Using Hydrograph Recession Analysis for Linking Hydrology to Chemistry: A Flow Regime Approach

Hydrograph recession analysis is of great utility for the interpretation of water quality data, particularly when examining the hydrological processes responsible for runoff generation and impacts of changing land use on water quality. The theoretical basis for hydrograph recession analysis is well known, however the technique has traditionally been under-utilized for studies in which water quality is linked to runoff. Here, a 3-step approach is outlined for such investigations. First, long-term flow recessions are compiled in order to construct a Master Recession Curve (MRC) at a particular point of discharge (e.g., a stream reach, spring, or weir), taking any major seasonal effects into account. Second, the MRC is subsequently divided into flow regimes (from peak flow to baseflow) based upon changes in the recession coefficients that arise from the hydrograph recession analysis.

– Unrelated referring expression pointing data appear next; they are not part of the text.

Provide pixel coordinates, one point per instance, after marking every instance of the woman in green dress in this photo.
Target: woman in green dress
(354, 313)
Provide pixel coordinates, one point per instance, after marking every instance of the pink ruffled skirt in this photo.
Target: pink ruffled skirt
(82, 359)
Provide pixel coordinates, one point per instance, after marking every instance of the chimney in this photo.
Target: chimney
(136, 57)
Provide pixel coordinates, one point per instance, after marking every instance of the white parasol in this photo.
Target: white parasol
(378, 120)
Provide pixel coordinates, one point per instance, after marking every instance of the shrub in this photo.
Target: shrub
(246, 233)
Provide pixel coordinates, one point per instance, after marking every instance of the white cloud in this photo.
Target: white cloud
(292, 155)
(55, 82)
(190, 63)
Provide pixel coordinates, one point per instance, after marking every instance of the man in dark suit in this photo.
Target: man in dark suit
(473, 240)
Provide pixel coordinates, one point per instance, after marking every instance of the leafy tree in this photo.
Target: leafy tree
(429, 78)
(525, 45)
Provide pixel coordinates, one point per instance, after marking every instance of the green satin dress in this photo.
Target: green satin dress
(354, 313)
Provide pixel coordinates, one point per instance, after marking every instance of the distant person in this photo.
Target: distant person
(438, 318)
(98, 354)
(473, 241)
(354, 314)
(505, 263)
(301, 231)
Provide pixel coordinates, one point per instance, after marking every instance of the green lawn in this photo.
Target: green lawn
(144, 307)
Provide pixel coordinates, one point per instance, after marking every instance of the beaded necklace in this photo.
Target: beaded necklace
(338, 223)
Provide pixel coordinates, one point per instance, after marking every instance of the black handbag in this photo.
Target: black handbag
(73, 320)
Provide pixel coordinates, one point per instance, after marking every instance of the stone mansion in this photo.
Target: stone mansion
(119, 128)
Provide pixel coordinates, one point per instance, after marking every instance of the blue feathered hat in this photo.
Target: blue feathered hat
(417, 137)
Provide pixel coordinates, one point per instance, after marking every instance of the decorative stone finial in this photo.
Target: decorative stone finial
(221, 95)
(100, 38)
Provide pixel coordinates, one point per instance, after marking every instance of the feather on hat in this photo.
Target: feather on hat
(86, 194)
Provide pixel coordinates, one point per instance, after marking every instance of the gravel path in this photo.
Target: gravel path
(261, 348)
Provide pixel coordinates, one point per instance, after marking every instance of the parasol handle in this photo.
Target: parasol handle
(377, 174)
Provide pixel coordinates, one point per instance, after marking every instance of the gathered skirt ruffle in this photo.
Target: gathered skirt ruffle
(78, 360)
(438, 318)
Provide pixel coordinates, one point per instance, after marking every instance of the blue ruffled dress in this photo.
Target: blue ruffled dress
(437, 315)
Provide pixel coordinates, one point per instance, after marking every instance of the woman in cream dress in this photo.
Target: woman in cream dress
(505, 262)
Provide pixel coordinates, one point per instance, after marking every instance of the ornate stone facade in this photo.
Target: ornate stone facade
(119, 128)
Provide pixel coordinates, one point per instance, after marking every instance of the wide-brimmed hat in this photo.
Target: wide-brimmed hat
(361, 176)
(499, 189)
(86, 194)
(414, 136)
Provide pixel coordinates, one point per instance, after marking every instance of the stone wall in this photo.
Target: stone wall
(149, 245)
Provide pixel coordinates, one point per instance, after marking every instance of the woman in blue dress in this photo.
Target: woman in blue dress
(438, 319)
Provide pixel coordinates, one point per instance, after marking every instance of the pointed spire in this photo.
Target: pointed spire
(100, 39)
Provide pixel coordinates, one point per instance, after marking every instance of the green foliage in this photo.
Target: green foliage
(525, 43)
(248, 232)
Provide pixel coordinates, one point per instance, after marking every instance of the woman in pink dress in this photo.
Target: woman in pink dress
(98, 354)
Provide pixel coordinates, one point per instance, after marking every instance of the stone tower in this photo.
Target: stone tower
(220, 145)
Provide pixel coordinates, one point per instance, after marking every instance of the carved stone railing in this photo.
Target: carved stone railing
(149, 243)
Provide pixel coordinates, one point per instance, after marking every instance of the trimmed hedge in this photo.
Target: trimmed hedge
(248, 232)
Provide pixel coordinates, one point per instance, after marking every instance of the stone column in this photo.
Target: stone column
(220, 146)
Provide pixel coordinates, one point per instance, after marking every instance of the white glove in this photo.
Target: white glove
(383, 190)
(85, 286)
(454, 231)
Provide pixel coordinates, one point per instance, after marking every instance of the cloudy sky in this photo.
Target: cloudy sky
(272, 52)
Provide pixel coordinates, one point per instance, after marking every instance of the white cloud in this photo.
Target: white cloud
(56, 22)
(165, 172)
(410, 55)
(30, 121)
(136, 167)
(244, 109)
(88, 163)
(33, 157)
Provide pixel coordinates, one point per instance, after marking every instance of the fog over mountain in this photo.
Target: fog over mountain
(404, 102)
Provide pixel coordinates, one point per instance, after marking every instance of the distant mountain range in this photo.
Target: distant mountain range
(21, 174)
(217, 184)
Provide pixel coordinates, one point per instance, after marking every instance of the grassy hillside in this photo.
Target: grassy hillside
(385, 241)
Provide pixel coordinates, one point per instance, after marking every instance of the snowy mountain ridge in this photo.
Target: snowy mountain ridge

Finally, observed chemical data that fall within the identified flow regimes are statistically described and reduced through principle components analysis (PCA) or other means, allowing for more focused interpretation of water quality variability and prediction according to flow conditions. Characterization of the flow regimes is the crucial link between discharge and water quality for it grants the hydrologist the ability to look for patterns and trends within a reduced set of flow-dependent water quality variables. In conjunction with an end-member mixing model that utilizes solute and isotope tracer data, hydrograph separation and end-member mixing analysis (EMMA) can be performed individually on the identified flow regimes. This approach can provide quantitative information about contributions to discharge derived from chemically distinct water sources in accordance with the flow regimes of the system. Examples from a forested headwater watershed and spring flow from a karst region are presented.